Where Free Speech Ends and Your Job Begins
16 July 2026 by
Archana Pawar ba llb 3 year delhi university clc

Introduction

In the past few days, whenever I opened any social media platform, all I saw was outrage over the indecent remarks made by a twenty-three-year-old developer at a comedy show. It was a joke that divided the internet. Some started hating him, some came out in his support, and a few were even sympathetic toward him. Although nobody would argue that what he said was unquestionably inappropriate and distasteful, one thing that shocked me was that he was removed from service shortly after the video surfaced online and was widely debated. A similar event was when Ranveer Allahabadia made an indecent joke at a comedy show and ended up facing legal action too[1]. One common factor in both these cases is that neither remark was made during office hours or at an official meeting. Both were made at a private gathering. But recently, social media and virality have taken over so rampantly that the line between public and private life has been blurred almost entirely.

Background

My concern here is not about whether what they said was immoral, indecent, or inappropriate. My concern is over the curtailment of Article 19(1)(a), which protects freedom of speech and expression, and the dilution of Article 21, which governs the right to life and personal liberty. My main question is this: how far is it justified to use isolated remarks, taken out of context, to remove someone from their job, especially when it directly affects their right to livelihood? Another thing worth noting is that the company that sacked the developer only acted once there was enough public backlash to start affecting its own reputation. Yes, there are workplace conduct guidelines that employees are expected to follow, but these are meant to apply during work, not outside of it. This begs the question: when does a person's personal life end and their professional life begin?

Legal Framework

Article 19(1)(a) of the Constitution which deals with freedom of speech and expression, but Article 19(2) imposes reasonable restrictions to counterbalance this freedom, permitting limits in the interest of public order, decency, or defamation. Article 21 protects the right to life and personal liberty and include the right to a livelihood. In Olga Tellis v. Bombay Municipal Corporation, the Supreme Court held that depriving a person of their livelihood is, in effect, depriving them of life itself, since no one can survive without the means to earn[2]. Courts have also relied on the doctrine of proportionality, meaning that even where an employee is genuinely at fault, the punishment imposed must still match the seriousness of the misconduct. This was made clear in Coal India Ltd. v. Mukul Kumar Choudhuri, where the Supreme Court held that a punishment should be proportionate to misconduct[3].

Analysis and Discussion

Three recent High Court decisions show how these principles actually play out, and they do not all point in the same direction.

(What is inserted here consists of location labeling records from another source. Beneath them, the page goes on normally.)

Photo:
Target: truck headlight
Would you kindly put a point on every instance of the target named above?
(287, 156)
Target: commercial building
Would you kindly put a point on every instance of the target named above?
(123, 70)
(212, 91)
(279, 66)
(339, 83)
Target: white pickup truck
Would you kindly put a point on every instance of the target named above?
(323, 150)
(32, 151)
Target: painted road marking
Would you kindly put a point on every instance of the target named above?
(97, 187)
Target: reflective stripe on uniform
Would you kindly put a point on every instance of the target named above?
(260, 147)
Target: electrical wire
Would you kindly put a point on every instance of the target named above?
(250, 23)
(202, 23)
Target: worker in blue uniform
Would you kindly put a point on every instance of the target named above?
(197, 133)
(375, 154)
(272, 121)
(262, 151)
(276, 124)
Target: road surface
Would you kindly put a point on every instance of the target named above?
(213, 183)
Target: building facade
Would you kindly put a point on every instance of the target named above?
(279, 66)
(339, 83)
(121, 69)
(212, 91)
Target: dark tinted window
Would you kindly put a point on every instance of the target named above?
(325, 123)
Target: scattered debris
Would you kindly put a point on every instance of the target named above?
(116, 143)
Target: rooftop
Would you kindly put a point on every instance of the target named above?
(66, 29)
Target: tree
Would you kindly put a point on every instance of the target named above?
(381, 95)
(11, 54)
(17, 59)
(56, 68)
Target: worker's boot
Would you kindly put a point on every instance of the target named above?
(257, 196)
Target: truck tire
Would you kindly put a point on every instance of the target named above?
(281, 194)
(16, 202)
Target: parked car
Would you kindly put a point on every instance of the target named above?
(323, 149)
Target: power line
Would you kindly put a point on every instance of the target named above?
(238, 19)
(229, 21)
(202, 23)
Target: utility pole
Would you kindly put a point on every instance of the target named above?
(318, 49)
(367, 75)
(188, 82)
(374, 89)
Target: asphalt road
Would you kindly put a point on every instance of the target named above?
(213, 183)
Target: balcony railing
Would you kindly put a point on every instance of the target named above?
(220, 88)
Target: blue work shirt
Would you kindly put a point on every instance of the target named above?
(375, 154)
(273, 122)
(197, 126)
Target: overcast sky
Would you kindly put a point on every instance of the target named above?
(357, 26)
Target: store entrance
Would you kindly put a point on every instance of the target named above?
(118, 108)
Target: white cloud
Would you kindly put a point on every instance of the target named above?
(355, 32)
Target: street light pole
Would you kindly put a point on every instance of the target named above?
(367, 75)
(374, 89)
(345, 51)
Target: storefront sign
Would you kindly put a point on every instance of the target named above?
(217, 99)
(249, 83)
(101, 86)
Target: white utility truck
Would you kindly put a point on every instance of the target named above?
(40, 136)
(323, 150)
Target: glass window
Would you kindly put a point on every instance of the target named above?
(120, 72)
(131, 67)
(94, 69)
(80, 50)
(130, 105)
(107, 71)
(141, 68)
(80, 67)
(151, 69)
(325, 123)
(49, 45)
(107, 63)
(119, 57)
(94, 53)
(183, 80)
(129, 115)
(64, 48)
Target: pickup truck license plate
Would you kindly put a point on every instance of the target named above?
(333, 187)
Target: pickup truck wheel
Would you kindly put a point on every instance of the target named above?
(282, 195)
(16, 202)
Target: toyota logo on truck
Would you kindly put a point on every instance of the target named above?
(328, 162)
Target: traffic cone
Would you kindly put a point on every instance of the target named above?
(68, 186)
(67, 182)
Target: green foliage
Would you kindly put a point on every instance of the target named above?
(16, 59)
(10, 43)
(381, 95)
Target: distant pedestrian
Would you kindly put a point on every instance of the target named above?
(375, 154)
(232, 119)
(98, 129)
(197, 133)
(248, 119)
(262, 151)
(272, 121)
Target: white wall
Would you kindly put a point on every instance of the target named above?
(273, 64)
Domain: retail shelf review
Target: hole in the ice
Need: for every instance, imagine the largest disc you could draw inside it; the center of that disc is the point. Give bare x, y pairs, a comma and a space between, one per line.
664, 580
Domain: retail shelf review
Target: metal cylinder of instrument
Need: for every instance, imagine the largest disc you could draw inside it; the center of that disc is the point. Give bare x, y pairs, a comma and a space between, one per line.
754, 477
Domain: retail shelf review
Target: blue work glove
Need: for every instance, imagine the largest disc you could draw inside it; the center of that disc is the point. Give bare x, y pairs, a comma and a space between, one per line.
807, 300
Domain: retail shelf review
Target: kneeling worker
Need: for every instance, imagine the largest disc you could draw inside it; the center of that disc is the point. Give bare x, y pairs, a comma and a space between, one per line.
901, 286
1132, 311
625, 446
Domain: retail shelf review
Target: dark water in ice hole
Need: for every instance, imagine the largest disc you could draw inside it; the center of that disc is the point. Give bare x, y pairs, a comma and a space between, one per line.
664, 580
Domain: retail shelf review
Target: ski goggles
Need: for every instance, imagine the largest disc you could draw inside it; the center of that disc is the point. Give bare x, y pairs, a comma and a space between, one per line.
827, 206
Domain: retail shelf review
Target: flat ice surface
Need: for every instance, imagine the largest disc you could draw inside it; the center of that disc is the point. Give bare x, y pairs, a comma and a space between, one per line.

In Hitachi Astemo Fie Pvt. Ltd. v. Nirajkumar Prabhakarrao Kadu, said on public Facebook account about a wage dispute, forcing other workers to take a stronger stand against management. The Bombay High Court upheld his dismissal. It held that free speech does not give a person the right to encourage unrest among a workforce, and that employer can take action before situation becomes difficult to manage[4].

In A. Lakshminarayanan v. Assistant General Manager – HRM, the facts were similar in one way but different in another important respect. The employee's comments were posted inside a private WhatsApp group, not on a public account. The Madras High Court quashed the disciplinary action taken against him. The judge spoke of what he called the employee's "right to vent," the idea that employees naturally have grievances against management, and that airing these grievances privately is normal and even healthy for an organisation. Drawing on the Supreme Court's earlier privacy judgment in K.S. Puttaswamy v. Union of India, the Court held that a closed group of people also has some right to speak among themselves without outside interference[5].

Taken together, these two cases suggest that Indian courts pay close attention to where the speech actually happened. Speech aimed at the public, particularly speech that could realistically cause disruption, is treated more strictly than speech shared privately within a small, trusted group.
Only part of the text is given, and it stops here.